Adam in Rabbinic Literature - in Rabbinic Literature

In Rabbinic Literature

While the generic character that the name of Adam has in the older parts of Scripture, where it appears with the article ("the man"), was gradually lost sight of, his typical character as the representative of the unity of mankind was constantly emphasized (compare Talmud tractat Sanhedrin iv. 5; the correct reading in Tosef., Talmud tractate Sanhedrin viii. 4-9):

"Why was only a single specimen of man created first? To teach us that he who destroys a single soul destroys a whole world and that he who saves a single soul saves a whole world; furthermore, so no race or class may claim a nobler ancestry, saying, 'Our father was born first'; and, finally, to give testimony to the greatness of the Lord, who caused the wonderful diversity of mankind to emanate from one type. And why was Adam created last of all beings? To teach him humility; for if he be overbearing, let him remember that the little fly preceded him in the order of creation."

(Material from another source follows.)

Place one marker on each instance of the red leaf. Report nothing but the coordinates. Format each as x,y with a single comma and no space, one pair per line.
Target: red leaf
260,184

In a dispute, therefore, as to which Biblical verse expresses the fundamental principle of the Law, Simon ben 'Azkai maintained against Rabbi Akiba who, following Hillel the Elder, had singled out the Golden Rule (Leviticus 19:18)—that the principle of love must have as its basis Gen. v. 1, which teaches that all men are the offspring of him who was made in the image of God (Sifra, Ḳedoshim, iv.; Yer. Ned. ix. 41c; Genesis Rabba 24).

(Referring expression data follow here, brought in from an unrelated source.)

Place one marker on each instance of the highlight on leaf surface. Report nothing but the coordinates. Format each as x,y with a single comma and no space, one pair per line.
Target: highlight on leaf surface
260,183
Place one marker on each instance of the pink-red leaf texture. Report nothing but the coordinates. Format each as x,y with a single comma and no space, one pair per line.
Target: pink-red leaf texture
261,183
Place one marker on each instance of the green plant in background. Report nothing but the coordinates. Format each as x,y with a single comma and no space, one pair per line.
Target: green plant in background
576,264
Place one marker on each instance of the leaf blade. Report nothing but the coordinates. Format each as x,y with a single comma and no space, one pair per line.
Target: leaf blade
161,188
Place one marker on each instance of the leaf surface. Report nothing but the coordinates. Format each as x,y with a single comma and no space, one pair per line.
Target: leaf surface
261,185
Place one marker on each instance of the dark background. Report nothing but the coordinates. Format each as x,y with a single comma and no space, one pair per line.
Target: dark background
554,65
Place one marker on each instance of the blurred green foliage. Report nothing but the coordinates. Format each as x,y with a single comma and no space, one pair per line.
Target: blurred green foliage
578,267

According to Targum Yer. to Genesis ii. 7, God took dust from the holy place (as "the center of the earth"; compare Pirke de Rabbi Eliezer xi., xx.) and the four parts of the world, mingling it with the water of all the seas, and made him red, black, and white (probably more correctly Pirke de Rabbi Eliezer xi. and Chronicles of Jerahmeel, vi. 7: "White, black, red, and green—bones and sinews white; intestines black; blood red; skin of body or liver green").

Rabbi Johanan interprets Adam's name as being an acrostic of (ashes), (blood), and (gall; see Soṭah, 5a). Rabbi Meir (2nd century) has the tradition that God made Adam of the dust gathered from the whole world; and Rab of the 3rd century says: "His head was made of earth from the Holy Land; his main body, from Babylonia; and the various members from different lands" (Talmud tractate Sanhedrin 38a et seq.; compare Genesis Rabba viii.; Midrash Tehilim cxxxix. 5; and Tan., Peḳude, 3, end).